GLOBE columnist Peter Grant reviews the new Thursday night series called Press

I watched the news today , oh boy ...

Hold the front page, indeed, as TV attempts to produce a drama depicting life in the newspaper world.

Yet again they fail, using clichés galore and cringe-inducing stereotypes.

The industry has been in the headlines itself thanks to the rise of Trumpian-infused 'fake news.' 

This new six-part drama was an ideal opportunity to tell it as it is.

It doesn't.

Our soaps frequently mis-represent journalists and the media.

It's only dramas such as State of Play in 2003 and its film version six years later as well as the 1994 US film The Paper that get anywhere near accuracy.

Now this poorly-written, shoddily-constructed series borders on sit-com territory.

Ironically they get their facts wrong.

The long-running children's show Press Gang in 1989 had far more depth.

Two rival papers The Post and The Herald vie for stories.

The former is all for entertainment the other worthy but dull.

Ben Chaplin plays Duncan Allen the oily editor of The Post with Faustian glee.

He is out to expose a Government minister for her sleazy past.
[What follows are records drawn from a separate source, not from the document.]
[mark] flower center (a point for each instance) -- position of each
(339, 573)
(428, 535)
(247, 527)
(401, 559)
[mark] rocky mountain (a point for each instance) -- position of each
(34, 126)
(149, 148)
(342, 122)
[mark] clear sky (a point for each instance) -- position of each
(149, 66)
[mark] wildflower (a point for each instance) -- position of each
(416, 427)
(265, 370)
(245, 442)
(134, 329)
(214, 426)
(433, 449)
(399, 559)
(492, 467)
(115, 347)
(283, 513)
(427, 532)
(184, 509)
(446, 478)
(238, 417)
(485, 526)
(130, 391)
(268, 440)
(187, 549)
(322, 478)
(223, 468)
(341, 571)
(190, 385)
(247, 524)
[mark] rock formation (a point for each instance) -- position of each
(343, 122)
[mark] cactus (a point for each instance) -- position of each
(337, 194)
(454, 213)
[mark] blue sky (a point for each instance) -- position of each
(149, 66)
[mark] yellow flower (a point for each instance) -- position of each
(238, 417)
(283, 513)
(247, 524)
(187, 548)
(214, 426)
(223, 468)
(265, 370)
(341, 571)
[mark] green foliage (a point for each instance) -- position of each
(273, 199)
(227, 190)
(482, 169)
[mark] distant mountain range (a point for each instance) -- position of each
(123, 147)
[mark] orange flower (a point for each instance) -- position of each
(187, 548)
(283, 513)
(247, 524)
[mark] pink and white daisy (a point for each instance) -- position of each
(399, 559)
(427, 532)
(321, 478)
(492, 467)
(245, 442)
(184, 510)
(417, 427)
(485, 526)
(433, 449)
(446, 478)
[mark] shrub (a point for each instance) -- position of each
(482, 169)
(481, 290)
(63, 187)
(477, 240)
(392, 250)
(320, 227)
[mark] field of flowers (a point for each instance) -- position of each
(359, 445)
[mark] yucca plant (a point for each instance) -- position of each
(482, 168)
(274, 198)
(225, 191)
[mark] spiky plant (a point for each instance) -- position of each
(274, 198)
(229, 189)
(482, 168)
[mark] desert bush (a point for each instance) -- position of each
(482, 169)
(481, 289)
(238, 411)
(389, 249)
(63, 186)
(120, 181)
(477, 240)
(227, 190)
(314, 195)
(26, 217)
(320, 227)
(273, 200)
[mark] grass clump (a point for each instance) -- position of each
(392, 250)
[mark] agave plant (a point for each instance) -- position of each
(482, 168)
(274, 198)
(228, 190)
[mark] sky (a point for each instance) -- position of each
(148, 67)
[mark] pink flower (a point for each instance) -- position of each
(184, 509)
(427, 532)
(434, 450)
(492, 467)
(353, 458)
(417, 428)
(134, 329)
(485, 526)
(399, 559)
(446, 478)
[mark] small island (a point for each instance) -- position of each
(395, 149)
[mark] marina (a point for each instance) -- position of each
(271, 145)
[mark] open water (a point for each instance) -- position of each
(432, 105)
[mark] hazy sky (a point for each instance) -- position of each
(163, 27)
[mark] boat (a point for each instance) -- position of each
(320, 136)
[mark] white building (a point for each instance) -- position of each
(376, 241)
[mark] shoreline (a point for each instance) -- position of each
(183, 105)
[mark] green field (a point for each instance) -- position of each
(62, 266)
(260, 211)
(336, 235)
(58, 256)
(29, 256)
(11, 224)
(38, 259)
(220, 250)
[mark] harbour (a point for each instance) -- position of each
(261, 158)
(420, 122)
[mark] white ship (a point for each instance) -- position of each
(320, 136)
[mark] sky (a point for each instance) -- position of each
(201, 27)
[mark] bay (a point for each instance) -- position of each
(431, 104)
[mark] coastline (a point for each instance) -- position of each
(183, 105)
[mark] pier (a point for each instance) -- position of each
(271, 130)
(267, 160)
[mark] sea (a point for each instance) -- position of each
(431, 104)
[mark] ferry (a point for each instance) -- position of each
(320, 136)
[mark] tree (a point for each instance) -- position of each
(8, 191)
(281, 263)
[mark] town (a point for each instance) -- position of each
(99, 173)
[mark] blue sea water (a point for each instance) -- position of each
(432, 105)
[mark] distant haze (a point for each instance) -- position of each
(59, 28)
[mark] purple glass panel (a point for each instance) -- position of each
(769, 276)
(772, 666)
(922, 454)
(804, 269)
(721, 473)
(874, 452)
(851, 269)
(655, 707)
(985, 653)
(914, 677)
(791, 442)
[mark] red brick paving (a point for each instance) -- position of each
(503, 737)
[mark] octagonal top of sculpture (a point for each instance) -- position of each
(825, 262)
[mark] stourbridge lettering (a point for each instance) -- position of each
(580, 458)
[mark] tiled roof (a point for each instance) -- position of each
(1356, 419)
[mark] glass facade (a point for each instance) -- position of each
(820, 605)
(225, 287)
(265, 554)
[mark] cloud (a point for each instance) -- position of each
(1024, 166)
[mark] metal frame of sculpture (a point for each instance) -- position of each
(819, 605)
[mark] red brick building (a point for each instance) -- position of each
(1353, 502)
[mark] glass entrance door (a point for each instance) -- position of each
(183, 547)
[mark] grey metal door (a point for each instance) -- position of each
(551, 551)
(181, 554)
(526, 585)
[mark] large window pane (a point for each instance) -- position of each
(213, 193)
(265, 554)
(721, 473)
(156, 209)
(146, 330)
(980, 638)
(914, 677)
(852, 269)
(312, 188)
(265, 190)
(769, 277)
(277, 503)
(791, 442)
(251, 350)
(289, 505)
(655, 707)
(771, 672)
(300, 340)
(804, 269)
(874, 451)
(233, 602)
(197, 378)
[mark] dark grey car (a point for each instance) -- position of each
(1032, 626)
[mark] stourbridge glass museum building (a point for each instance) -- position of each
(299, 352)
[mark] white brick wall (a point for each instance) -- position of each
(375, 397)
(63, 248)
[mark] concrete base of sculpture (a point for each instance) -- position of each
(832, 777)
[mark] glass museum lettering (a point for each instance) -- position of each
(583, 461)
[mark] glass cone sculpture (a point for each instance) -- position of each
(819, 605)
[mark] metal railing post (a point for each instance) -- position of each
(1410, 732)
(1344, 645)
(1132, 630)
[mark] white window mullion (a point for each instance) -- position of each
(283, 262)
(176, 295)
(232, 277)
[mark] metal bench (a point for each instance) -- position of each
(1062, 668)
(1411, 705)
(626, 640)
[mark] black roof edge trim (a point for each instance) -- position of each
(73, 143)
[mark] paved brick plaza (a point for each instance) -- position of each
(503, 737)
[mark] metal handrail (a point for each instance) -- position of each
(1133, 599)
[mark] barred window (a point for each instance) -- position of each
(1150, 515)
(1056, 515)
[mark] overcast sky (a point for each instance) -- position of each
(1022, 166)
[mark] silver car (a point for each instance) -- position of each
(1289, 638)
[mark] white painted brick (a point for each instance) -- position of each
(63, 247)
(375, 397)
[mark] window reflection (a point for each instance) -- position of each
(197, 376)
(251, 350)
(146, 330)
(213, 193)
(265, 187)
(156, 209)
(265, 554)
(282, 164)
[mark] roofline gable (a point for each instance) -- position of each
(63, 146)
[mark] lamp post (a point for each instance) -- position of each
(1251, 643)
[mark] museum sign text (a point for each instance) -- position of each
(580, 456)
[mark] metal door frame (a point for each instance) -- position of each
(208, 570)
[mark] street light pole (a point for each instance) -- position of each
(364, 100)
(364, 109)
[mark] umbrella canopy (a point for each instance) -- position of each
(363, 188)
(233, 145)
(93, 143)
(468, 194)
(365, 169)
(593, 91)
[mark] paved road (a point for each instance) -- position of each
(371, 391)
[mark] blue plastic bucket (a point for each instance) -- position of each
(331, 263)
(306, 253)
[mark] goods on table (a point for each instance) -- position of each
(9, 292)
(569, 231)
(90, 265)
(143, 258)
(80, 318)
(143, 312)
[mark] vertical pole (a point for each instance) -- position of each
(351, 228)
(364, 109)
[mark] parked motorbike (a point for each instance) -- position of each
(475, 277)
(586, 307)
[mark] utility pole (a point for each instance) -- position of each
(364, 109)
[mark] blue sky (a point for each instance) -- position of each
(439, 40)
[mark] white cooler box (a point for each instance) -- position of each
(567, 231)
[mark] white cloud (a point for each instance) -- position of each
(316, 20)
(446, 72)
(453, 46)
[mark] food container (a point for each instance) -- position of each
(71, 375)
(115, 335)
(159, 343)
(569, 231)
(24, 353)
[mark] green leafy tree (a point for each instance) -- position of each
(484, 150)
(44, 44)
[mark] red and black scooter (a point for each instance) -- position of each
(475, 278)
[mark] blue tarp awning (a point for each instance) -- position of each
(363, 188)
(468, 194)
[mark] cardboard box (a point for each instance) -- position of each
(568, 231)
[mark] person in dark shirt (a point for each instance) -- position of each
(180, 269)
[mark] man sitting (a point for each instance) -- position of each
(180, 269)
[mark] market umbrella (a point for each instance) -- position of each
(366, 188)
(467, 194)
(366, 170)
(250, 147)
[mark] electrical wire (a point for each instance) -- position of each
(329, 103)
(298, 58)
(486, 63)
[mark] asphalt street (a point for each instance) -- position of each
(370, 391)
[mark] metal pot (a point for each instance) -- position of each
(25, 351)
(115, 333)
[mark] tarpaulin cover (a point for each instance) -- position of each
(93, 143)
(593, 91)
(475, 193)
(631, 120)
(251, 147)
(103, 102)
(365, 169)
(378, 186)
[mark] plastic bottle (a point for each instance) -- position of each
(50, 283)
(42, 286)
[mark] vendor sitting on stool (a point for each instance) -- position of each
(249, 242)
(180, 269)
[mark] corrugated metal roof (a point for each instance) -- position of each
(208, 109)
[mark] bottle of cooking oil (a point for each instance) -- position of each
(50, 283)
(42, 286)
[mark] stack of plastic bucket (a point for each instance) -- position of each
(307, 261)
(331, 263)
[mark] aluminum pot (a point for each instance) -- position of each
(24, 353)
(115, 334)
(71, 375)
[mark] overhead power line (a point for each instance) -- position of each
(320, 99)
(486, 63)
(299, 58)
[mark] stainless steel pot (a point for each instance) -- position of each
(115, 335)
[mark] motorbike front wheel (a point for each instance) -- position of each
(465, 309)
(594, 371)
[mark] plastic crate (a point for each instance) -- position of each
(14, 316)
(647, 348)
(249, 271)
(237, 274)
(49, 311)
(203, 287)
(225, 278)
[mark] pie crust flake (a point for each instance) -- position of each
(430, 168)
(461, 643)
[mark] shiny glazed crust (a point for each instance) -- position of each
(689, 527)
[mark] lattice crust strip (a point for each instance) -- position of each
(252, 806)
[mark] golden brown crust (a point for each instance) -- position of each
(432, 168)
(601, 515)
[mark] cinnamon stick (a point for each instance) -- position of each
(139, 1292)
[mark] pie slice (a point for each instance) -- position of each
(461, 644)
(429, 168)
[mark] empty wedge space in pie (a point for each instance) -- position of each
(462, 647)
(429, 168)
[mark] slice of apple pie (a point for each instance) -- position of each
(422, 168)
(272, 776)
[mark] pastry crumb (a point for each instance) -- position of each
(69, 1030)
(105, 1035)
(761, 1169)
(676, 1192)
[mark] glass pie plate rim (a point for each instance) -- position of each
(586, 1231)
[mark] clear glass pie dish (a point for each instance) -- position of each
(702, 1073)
Can I ask where the spin doctors and the bodyguards were when she strolled into the office?

Duncan is pure panto - meet baron hard-faced.

He is unike any editor I have ever come across in my 40-year career either on a national, provincial paper and magazine.

Meawnhile at The Herald, news editor Holly (Charlotte Riley) is grieving over the death of her flat mate who was knocked down by a police car.

She thinks this 'might be a story' – a budding Woodward and Bernstein she is not.

Enter a newspaper proprietor, played by David Suchet who has had his Poirot moustache surgically removed.

He wants to bank roll some good, old fashioned journalism at The Post.

And there's a rookie reporter who is sent on one of the most sensitive of assignments a 'door knock' – to interview the loved ones of someone who has died.

He is paired with an unhelpful, surly photographer. Now this has never happened to me.

Professional camaraderie gets results when you are out and about on a job.

Teamwork is crucial – 'we are all in it together' is the adage otherwise you will not gain trust.

The writer, Mike Bartlett, has never worked in a news room and it shows.

He may have interviewed various newspapers but has come away with a deluded outlook and an empty notebook.

There is not a redeeming character in this far-fetched production and there is also one key element of newspaper life missing - humour.

Laughter is a defence mechanism amid the highs and lows, the successes and disappointments.

I won't be boosting the circulations of Press ... sorry, its ratings.

But I will happily nominate it for a DAFTA.